The significant development of the product from the areas of Matchday, Broadcasting, and Commercial leads to foresee a bright future for the women’s game but only if fundamental issues regarding working conditions, leadership roles, and common mindset are taken care of.
In recent years, brands such as Visa, Barclays, Mastercard, and Budweiser have proved women’s football to be a big business opportunity. A chance to become a pioneer in territories such as equality, inclusion, and diversity. However, the lack of data still represents an obstacle to expanding sponsorship.
From a fan perspective, the women’s game generates more curiosity as big crowds attend major events like the UEFA Women’s Euro and the FIFA Women’s World Cup. However, the numbers can’t reflect the true development in Matchday as tournaments are also allocated in strategic countries to build foundations and awareness for women’s football.
At a club level, global attendance has been relatively stagnant due to a lack of effective marketing, coordination of schedules and match times, and distance of venues. While the average attendance in most countries’ top leagues is under 1,000 spectators, Portland Thorns FC impressibly averaged 20,098 spectators per game in 2019.
Viewership of international football shows how the interest in the product has significantly grown. The FIFA Women’s World Cup registered 1.12 billion viewers across all platforms in France in 2019 and 993.5 million individuals on TV in Canada in 2015. The UEFA Women’s Euro 2017 was followed by 4.1 million viewers, 50 million more than Sweden in 2013.
From a club perspective, Southern European top divisions lead the annual broadcasting income with €3M, followed by Western European top divisions with €1.2M and Scandinavian top divisions with €0.58M. In countries such as Spain, France, and the United States, centralized negotiations have allowed reaching €1M in television rights revenue.
Only 30% of federations said they have exclusive sponsors for the women’s team.
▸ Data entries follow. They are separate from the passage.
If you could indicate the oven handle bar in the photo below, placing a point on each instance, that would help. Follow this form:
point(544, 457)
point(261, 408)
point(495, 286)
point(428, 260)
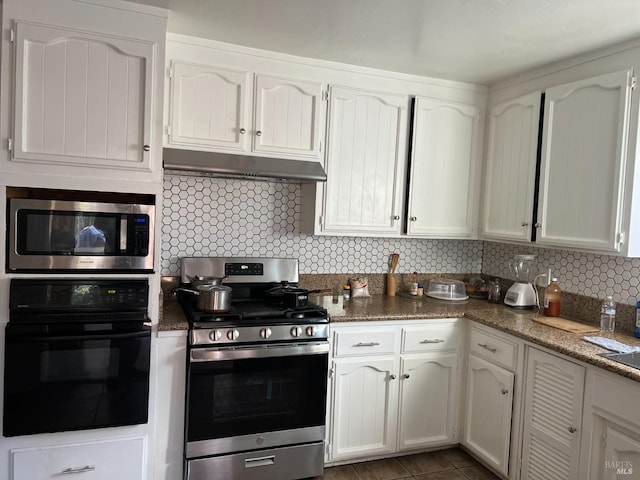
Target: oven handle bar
point(65, 338)
point(213, 354)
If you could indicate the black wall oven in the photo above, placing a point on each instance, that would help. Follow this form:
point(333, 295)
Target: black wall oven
point(76, 355)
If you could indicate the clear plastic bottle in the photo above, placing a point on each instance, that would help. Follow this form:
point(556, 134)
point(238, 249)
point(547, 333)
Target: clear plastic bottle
point(552, 297)
point(608, 315)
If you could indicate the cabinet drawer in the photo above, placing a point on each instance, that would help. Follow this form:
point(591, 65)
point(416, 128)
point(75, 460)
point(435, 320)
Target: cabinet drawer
point(490, 347)
point(121, 459)
point(369, 341)
point(427, 338)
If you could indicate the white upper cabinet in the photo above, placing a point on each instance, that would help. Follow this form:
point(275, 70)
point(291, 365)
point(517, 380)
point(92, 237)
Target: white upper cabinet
point(82, 98)
point(287, 117)
point(444, 169)
point(584, 161)
point(511, 168)
point(208, 107)
point(366, 154)
point(234, 111)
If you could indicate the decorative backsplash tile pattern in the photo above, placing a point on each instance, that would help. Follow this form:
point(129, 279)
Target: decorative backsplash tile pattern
point(587, 274)
point(218, 217)
point(205, 216)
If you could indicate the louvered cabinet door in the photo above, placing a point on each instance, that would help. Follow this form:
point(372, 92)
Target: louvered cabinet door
point(552, 417)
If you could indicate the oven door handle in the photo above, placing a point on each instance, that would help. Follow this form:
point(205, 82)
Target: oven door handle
point(213, 354)
point(66, 338)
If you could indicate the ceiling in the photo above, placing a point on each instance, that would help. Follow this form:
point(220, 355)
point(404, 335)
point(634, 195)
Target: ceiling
point(479, 41)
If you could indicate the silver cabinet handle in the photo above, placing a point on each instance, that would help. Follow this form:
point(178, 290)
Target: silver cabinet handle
point(487, 347)
point(85, 469)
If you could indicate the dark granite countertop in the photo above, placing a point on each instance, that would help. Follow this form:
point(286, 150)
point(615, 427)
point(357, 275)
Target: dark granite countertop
point(518, 323)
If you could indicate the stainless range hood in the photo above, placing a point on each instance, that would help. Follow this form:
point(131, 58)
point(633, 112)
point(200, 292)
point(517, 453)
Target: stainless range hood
point(226, 165)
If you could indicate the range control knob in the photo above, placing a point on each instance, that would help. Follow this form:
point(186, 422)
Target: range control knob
point(265, 332)
point(215, 335)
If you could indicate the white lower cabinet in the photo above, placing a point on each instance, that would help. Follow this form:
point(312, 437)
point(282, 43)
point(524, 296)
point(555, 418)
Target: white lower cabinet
point(552, 417)
point(487, 430)
point(393, 387)
point(121, 459)
point(610, 442)
point(492, 381)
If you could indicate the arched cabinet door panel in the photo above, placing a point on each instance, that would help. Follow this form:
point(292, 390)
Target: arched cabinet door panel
point(82, 98)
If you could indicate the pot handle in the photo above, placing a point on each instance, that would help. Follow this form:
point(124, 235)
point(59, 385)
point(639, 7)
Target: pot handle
point(175, 291)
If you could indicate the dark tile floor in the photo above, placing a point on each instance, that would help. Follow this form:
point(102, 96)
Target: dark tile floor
point(452, 464)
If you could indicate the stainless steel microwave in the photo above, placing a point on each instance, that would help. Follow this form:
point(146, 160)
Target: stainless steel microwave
point(79, 236)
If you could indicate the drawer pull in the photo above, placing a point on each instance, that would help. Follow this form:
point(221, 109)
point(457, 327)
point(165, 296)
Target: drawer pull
point(487, 347)
point(260, 461)
point(85, 469)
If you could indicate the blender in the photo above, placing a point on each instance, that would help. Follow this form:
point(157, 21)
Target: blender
point(522, 294)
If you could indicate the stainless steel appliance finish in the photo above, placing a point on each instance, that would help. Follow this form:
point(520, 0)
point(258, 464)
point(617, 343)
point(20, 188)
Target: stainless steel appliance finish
point(240, 269)
point(70, 231)
point(256, 379)
point(274, 464)
point(226, 165)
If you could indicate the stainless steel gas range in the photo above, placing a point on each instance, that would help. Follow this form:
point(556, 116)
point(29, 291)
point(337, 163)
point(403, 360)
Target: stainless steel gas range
point(256, 375)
Together with the lack of data, they are clear signs of early stages of professionalization and huge potential for commercial growth. Investing in undervalued assets and pioneering the future of the sport have been key to attracting brands such as Visa and Mastercard.
According to the report, the annual sponsorship deals averaged below €1M and most title league sponsorships are usually signed for at least three years. For instance, Barclays’ sponsorship of the English FA WSL was agreed upon for three years. The combined deal value of the six partners of the FIFA Women’s World Cup was estimated at USD 11.75 million.
The momentum and clubs’ financials are at serious risk. The English AFC Fylde is the first known club to disband its women’s team. Pedro Malabia, Women’s Football Director at La Liga, warned that if Primera Iberdrola were to be canceled, the broadcasting loss would amount to 600,000€ and the collective agreement could be on the line.
Sarai Bareman, Chief Women’s Football Officer at FIFA, explained that FIFA’s main priority is mitigating the pandemic effects on member associations, offering tailor-made support, and focusing on competitions to build participation and a constructive mindset among stakeholders. From a short-term cost to a long-term investment.
Ensuring the right professionalization and working conditions is vital to develop attractive packaging for fans, brands, and media. On Matchday, Broadcasting, and Sponsorship, women’s football is growing at different speeds but with a global positive trend, being the United States and major European leagues as the top leading markets.
COVID-19 is forcing women’s football to rethink its value proposition, focusing on building valuable relationships with fans to attract sponsors and showing clear room for improvement in domestic fan attendance. Healthcare, gaming, entertainment, food, and insurance are the successful sectors during crises, bringing sponsorship opportunities.
Struggling financially but caring about society, luckily women’s football is the best in the latter.